Généralement, les journalistes faisaient peur. Lorsqu'Aline avait déjà été chercher des témoignages, il y avait eu plusieurs réactions. Ceux qui acceptent de coopérer et répondent docilement aux questions en essayant d'être le plus complet possible afin d'aider. Autant dire que ce cas était rare. Il y avait ceux qui acceptaient mais qui restaient méfiants. Comme si, dès la fin de l'entretien, ils allaient se faire zigouiller pour avoir parlé. D'autres refusaient clairement ou non de parler par peur de s'attirer des ennuies. C'était compréhensible par les temps qui courent mais ça n'aidait en rien Aline dans son boulot.
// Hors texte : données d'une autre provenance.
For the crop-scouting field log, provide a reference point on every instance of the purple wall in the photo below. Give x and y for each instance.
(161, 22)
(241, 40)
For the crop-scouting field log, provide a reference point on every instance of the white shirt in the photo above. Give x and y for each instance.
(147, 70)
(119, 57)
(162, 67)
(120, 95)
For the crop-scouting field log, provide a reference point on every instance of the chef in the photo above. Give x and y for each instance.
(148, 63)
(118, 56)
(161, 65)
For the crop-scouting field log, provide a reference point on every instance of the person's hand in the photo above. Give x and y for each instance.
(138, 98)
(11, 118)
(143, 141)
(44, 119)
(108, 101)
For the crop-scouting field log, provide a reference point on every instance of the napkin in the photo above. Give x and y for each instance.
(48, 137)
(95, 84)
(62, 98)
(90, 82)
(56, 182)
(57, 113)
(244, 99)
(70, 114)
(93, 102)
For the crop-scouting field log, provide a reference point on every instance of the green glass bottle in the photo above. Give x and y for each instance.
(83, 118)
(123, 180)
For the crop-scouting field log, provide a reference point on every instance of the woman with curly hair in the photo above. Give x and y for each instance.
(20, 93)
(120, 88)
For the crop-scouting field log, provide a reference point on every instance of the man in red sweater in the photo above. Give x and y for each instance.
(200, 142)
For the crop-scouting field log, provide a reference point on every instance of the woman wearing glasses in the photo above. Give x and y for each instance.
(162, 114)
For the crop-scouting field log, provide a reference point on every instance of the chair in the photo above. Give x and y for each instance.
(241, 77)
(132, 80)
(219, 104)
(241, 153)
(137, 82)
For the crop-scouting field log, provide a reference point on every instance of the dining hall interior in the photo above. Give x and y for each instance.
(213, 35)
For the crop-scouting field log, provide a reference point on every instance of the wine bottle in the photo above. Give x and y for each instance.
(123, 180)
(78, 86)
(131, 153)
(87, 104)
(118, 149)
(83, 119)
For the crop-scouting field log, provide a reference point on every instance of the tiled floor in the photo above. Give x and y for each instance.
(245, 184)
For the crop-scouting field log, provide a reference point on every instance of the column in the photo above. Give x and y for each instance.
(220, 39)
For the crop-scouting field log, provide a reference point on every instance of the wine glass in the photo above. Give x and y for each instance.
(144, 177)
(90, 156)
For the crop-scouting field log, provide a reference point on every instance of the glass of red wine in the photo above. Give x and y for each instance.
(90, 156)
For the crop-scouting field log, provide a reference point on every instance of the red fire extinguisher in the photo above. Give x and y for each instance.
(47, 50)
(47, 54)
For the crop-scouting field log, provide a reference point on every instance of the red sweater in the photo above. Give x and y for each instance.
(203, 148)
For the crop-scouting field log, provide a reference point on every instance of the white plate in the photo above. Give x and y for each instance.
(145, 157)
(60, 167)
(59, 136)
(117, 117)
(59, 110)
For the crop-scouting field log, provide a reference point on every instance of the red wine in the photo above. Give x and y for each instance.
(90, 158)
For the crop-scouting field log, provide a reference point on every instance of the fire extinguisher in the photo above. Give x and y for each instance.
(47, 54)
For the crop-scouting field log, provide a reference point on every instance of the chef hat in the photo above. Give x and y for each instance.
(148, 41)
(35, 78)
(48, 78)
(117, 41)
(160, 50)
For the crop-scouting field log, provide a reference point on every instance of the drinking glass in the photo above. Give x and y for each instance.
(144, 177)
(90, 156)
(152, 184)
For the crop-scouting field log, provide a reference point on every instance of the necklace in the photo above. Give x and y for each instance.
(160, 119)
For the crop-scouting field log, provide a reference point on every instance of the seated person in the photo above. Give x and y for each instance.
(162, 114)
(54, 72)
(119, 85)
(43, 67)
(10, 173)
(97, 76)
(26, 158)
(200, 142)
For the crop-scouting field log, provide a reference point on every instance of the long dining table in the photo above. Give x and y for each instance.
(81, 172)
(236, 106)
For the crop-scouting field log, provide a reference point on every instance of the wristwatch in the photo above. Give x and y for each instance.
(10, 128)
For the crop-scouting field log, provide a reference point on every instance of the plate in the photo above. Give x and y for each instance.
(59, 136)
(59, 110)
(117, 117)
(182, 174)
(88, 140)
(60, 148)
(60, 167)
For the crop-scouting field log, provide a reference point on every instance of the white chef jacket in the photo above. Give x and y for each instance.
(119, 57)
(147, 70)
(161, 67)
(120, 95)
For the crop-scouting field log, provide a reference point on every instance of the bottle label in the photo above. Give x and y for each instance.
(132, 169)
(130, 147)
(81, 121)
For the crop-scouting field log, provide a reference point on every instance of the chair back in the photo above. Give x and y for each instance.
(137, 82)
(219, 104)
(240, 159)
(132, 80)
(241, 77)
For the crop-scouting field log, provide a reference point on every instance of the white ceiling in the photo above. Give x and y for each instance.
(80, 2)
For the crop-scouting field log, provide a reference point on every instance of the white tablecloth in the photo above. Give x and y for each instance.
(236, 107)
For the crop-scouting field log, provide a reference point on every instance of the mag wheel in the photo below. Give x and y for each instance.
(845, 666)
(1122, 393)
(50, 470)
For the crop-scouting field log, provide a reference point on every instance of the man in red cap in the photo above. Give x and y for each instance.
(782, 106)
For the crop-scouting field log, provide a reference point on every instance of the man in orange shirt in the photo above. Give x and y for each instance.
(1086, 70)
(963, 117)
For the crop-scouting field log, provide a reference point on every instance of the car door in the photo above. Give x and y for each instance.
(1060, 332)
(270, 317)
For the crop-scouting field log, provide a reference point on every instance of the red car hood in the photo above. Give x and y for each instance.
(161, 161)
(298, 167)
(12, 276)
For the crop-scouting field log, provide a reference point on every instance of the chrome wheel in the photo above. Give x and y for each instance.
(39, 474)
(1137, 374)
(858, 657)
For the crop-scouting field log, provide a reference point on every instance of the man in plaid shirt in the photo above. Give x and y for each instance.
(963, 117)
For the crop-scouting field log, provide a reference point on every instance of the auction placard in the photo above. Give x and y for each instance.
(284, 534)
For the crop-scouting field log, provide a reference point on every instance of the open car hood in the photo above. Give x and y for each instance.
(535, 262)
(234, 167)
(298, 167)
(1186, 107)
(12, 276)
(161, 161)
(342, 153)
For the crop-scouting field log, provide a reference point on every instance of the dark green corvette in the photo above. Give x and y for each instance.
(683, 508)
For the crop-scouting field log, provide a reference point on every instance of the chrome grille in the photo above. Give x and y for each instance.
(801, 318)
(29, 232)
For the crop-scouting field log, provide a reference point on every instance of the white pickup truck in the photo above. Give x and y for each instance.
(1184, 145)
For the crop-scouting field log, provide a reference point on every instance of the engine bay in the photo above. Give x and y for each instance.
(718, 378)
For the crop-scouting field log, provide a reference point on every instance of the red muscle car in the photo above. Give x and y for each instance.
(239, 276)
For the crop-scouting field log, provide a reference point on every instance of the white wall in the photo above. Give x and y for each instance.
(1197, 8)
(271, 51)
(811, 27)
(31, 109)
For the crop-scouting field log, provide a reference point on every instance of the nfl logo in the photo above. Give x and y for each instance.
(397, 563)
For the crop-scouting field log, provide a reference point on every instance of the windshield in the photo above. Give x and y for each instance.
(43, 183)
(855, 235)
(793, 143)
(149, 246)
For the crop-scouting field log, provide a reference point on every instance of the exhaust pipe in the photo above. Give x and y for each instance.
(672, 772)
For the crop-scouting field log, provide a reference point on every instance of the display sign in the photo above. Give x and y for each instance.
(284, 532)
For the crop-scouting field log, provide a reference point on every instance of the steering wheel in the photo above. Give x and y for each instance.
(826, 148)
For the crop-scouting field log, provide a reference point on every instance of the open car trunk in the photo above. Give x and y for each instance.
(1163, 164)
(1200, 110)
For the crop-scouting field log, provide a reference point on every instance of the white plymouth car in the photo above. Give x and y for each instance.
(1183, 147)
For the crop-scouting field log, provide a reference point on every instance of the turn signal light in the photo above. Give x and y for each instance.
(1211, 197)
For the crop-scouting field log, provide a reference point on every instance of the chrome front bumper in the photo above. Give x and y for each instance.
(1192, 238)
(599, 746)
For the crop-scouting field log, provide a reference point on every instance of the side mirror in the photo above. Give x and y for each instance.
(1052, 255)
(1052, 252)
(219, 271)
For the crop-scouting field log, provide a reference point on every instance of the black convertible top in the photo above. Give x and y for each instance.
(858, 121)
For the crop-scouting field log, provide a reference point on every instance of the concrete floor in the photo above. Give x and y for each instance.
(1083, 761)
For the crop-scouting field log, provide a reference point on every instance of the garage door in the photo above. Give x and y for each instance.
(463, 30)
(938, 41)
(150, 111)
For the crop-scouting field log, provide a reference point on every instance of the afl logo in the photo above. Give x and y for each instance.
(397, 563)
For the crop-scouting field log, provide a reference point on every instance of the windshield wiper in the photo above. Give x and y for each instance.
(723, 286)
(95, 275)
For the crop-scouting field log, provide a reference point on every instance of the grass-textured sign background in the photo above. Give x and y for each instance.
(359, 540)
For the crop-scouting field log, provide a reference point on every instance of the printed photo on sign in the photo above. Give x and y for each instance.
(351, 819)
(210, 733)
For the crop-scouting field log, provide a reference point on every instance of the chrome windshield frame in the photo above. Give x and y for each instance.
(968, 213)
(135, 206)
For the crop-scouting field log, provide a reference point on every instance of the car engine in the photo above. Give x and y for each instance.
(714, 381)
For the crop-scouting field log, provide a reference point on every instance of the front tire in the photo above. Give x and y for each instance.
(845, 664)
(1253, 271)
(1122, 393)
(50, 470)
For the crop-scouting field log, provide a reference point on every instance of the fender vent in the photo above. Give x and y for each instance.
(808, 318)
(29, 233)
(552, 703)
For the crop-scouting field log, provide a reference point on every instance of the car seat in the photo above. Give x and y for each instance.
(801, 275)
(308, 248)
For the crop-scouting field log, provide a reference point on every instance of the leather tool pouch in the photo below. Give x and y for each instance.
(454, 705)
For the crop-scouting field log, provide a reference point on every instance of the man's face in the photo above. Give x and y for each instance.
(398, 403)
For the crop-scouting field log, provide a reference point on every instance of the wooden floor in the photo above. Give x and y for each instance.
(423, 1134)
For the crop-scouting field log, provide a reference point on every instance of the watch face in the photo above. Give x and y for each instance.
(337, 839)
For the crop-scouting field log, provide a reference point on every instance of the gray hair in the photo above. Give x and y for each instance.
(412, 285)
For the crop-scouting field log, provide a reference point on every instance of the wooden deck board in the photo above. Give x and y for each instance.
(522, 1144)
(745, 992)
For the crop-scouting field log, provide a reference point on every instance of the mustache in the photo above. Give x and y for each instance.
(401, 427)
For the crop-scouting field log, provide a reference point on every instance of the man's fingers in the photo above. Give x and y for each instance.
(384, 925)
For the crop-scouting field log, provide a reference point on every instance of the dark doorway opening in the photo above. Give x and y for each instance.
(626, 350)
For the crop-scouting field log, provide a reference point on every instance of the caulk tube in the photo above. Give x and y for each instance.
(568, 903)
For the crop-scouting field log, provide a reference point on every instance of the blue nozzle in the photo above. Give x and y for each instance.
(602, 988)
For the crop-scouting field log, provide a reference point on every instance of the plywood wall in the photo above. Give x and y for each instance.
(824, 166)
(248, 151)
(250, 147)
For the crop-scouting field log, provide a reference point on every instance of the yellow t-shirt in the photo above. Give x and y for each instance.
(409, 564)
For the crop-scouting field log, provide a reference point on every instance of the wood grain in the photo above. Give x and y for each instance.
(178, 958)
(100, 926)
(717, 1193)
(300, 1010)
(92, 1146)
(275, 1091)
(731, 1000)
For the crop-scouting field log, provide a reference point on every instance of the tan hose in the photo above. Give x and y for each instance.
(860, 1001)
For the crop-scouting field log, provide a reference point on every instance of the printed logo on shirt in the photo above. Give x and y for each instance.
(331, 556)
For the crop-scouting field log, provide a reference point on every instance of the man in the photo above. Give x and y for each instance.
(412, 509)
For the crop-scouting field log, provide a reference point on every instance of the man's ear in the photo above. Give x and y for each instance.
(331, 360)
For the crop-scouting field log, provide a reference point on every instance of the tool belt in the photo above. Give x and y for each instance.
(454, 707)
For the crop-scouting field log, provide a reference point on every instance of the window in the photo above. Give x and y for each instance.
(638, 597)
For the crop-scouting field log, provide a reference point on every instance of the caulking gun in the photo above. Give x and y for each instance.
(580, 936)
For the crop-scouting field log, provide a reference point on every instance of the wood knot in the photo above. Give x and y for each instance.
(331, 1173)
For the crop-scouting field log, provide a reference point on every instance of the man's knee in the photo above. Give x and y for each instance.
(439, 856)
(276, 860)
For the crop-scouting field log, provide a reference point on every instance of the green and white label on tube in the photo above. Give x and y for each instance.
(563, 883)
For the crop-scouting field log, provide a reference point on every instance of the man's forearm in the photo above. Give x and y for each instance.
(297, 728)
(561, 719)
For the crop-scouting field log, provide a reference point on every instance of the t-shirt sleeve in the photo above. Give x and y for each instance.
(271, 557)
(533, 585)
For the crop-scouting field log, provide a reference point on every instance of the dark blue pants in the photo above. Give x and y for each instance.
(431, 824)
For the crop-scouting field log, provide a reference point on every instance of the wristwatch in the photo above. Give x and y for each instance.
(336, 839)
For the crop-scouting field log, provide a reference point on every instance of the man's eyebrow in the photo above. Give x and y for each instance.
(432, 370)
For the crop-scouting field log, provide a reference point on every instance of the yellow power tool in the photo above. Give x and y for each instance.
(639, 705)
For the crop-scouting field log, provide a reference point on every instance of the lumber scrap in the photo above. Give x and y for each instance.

C'est pourquoi, elle espérait que le couple Dell'Orifece puisse l'aider à trouver quelques indices supplémentaires. Cependant, elle devait se montrer convaincante et rassurante. C'est pourquoi, Aline ajouta :

« - Voyez-vous, j'enquête sur les meurtres qui ont lieu ici même, à Venise. Et j'aurais aimé vous poser quelques questions au sujet des victimes que vous avez été amené à … rencontrer. »

Certes, elle avait peut-être mal choisi son dernier mot. Mais, Aline, bien qu'elle ne laisse rien paraître, ne se sentait absolument pas à l'aise dans cette pièce. Ce n'était pas la faute du couple mais plutôt, des souvenirs qu'Aline se remémorait par rapport à ces lieux. Déjà tant d'années qu'elle avait perdu son père et pourtant, elle se souvenait encore du visage ruisselant de larmes de sa mère lorsque celle-ci avait réclamé pour son mari un enterrement digne de lui.